Mumbai: IIT Graduates' Advocacy Organisation (IGAO), a group formed by former IITians, has filed a PIL in the Bombay High Court on discrepancies between the official data of Government of India and the ‘real' number of toilets in the schools of Akola district, Maharashtra.
The group, with former IITians as members, now has a seven-member steering committee across the world. Its president Dr Jayant Sathaye, a member of the Nobel Prize winning team on climate change in 2008, is based in Berkeley, US. Dr Shashi Enarth, its policy expert contributes from Hyderabad. The group's executive vice-president Sharad Wagle heads the India chapter from Mumbai.
Dr Yogi Agarwal, group's committee director, found desperate need to build toilets in the schools of his home town in Akola. After studying the data IGAO found a difference between actual and official numbers of toilets in the schools and took a decision to file the PIL.
Agrawal has been working on education and water in Akola since 2000. He built 230 toilets in his village after he saw old women defecating in open in darkness.
The litigation, filed through the Human Rights Law Network, accuses the government of not complying with several orders of the Supreme Court.

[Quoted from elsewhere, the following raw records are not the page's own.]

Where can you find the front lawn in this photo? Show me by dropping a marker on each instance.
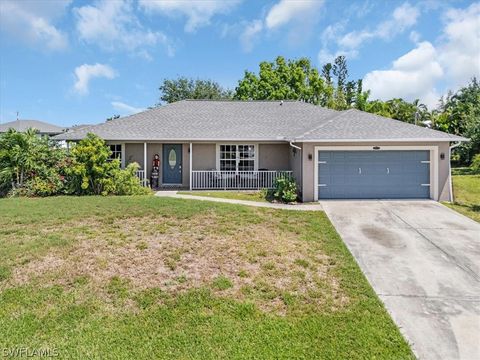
(237, 195)
(148, 277)
(466, 189)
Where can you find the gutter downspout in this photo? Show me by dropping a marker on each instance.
(458, 143)
(301, 163)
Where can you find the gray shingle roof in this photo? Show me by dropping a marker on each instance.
(359, 125)
(196, 120)
(22, 125)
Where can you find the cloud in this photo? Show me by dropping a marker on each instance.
(84, 73)
(460, 50)
(198, 13)
(112, 25)
(287, 10)
(31, 21)
(250, 33)
(403, 18)
(301, 14)
(419, 73)
(411, 76)
(120, 106)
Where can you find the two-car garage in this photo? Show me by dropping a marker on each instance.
(373, 173)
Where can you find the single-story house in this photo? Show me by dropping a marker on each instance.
(42, 127)
(203, 144)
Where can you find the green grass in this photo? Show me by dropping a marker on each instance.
(237, 195)
(91, 278)
(466, 189)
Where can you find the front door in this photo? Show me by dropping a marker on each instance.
(172, 163)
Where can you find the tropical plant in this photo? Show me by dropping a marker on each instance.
(92, 172)
(285, 189)
(30, 164)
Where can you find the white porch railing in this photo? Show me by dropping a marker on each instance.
(226, 180)
(141, 175)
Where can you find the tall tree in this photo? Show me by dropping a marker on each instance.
(459, 113)
(184, 88)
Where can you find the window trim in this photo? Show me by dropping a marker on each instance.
(121, 152)
(255, 159)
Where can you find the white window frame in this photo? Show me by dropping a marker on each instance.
(255, 149)
(121, 152)
(433, 162)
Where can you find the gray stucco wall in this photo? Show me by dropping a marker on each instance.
(295, 163)
(273, 156)
(134, 153)
(308, 179)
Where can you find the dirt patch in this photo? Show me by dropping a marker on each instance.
(264, 262)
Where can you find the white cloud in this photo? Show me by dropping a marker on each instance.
(412, 76)
(403, 18)
(460, 51)
(113, 25)
(120, 106)
(287, 10)
(31, 21)
(198, 13)
(249, 34)
(84, 73)
(420, 72)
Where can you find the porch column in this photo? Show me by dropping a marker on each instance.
(145, 159)
(190, 168)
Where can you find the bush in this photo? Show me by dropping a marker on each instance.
(285, 189)
(126, 182)
(93, 173)
(30, 165)
(475, 167)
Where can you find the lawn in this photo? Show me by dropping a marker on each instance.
(237, 195)
(466, 189)
(148, 277)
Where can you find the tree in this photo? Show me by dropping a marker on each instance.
(282, 80)
(92, 172)
(30, 164)
(459, 113)
(184, 88)
(299, 80)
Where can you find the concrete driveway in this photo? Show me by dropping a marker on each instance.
(423, 260)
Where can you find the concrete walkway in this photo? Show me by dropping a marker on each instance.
(422, 260)
(298, 207)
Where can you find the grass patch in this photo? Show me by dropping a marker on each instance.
(147, 277)
(222, 283)
(236, 195)
(466, 189)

Citing clauses in the Bureau of Indian Standards of Basic Requirements for Water Supply, Drainage and Sanitation, the group stresses the need for one urinal for every 20 students and one drinking fountain for every 50 students.

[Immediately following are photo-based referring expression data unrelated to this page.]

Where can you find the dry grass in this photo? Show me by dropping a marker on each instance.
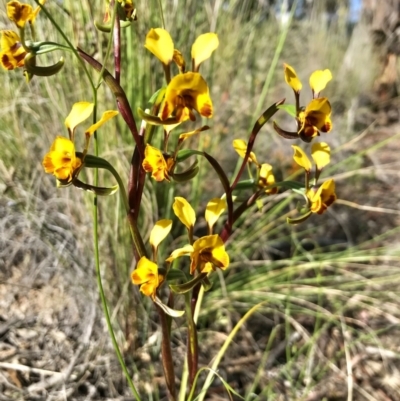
(331, 329)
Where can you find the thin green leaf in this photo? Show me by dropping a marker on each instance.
(186, 287)
(169, 311)
(289, 108)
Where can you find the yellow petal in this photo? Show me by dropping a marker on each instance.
(80, 112)
(155, 163)
(184, 212)
(291, 78)
(159, 42)
(319, 79)
(61, 161)
(186, 250)
(321, 154)
(19, 13)
(179, 60)
(241, 146)
(187, 135)
(12, 53)
(214, 209)
(146, 275)
(187, 90)
(159, 232)
(267, 178)
(323, 197)
(301, 158)
(203, 47)
(107, 115)
(209, 249)
(317, 114)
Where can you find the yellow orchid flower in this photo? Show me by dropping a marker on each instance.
(146, 275)
(322, 198)
(215, 207)
(159, 232)
(321, 154)
(12, 53)
(158, 164)
(127, 6)
(203, 47)
(267, 178)
(206, 254)
(159, 42)
(291, 78)
(184, 212)
(241, 146)
(187, 91)
(61, 161)
(80, 112)
(301, 158)
(107, 115)
(21, 13)
(316, 117)
(318, 81)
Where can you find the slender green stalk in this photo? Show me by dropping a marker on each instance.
(95, 201)
(72, 47)
(223, 349)
(161, 14)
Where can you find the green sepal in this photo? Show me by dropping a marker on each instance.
(221, 173)
(285, 134)
(289, 108)
(63, 184)
(299, 219)
(184, 154)
(37, 48)
(293, 185)
(186, 175)
(245, 184)
(207, 284)
(31, 67)
(156, 120)
(92, 161)
(106, 28)
(169, 311)
(176, 274)
(158, 96)
(186, 287)
(101, 191)
(264, 118)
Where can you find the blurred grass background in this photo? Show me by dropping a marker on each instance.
(332, 284)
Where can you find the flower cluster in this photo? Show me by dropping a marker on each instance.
(317, 198)
(206, 253)
(62, 161)
(16, 51)
(316, 116)
(265, 177)
(185, 93)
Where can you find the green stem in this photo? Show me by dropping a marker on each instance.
(95, 212)
(192, 344)
(136, 237)
(109, 44)
(167, 361)
(73, 49)
(185, 373)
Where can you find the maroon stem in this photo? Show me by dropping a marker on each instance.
(167, 361)
(117, 49)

A member of the group told a leading daily, “Data from the Zila Parishad shows one or no toilets in schools. Despite this reality, (Centre's) District Information System for Education categorises this district to have 96 per cent of schools in compliance with RTE laws. The picture would be no different in other states.”

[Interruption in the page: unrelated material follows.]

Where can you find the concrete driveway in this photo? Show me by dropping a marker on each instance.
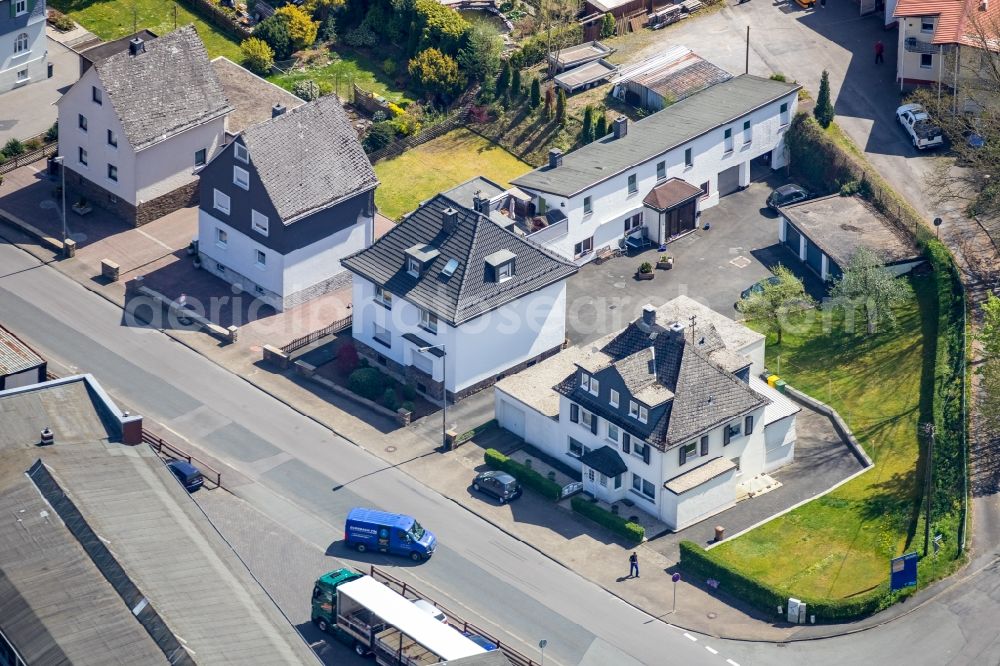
(711, 266)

According to the studies and estimates of the group, there is a need of about 200 million toilets in the country. The sum required to achieve that target is at least Rs 3,000 billion.
Devendra Gautam, IGAO member and an IIT Kanpur alumnus based in Delhi, says that the group's next agenda is the need for high quality primary education.
In June 2012 at Houston, Texas, the 1969 batch of IIT, Bombay, debated India and Indian education. Later on, 30 alumni formed a group IGAO to engage with policy making in India.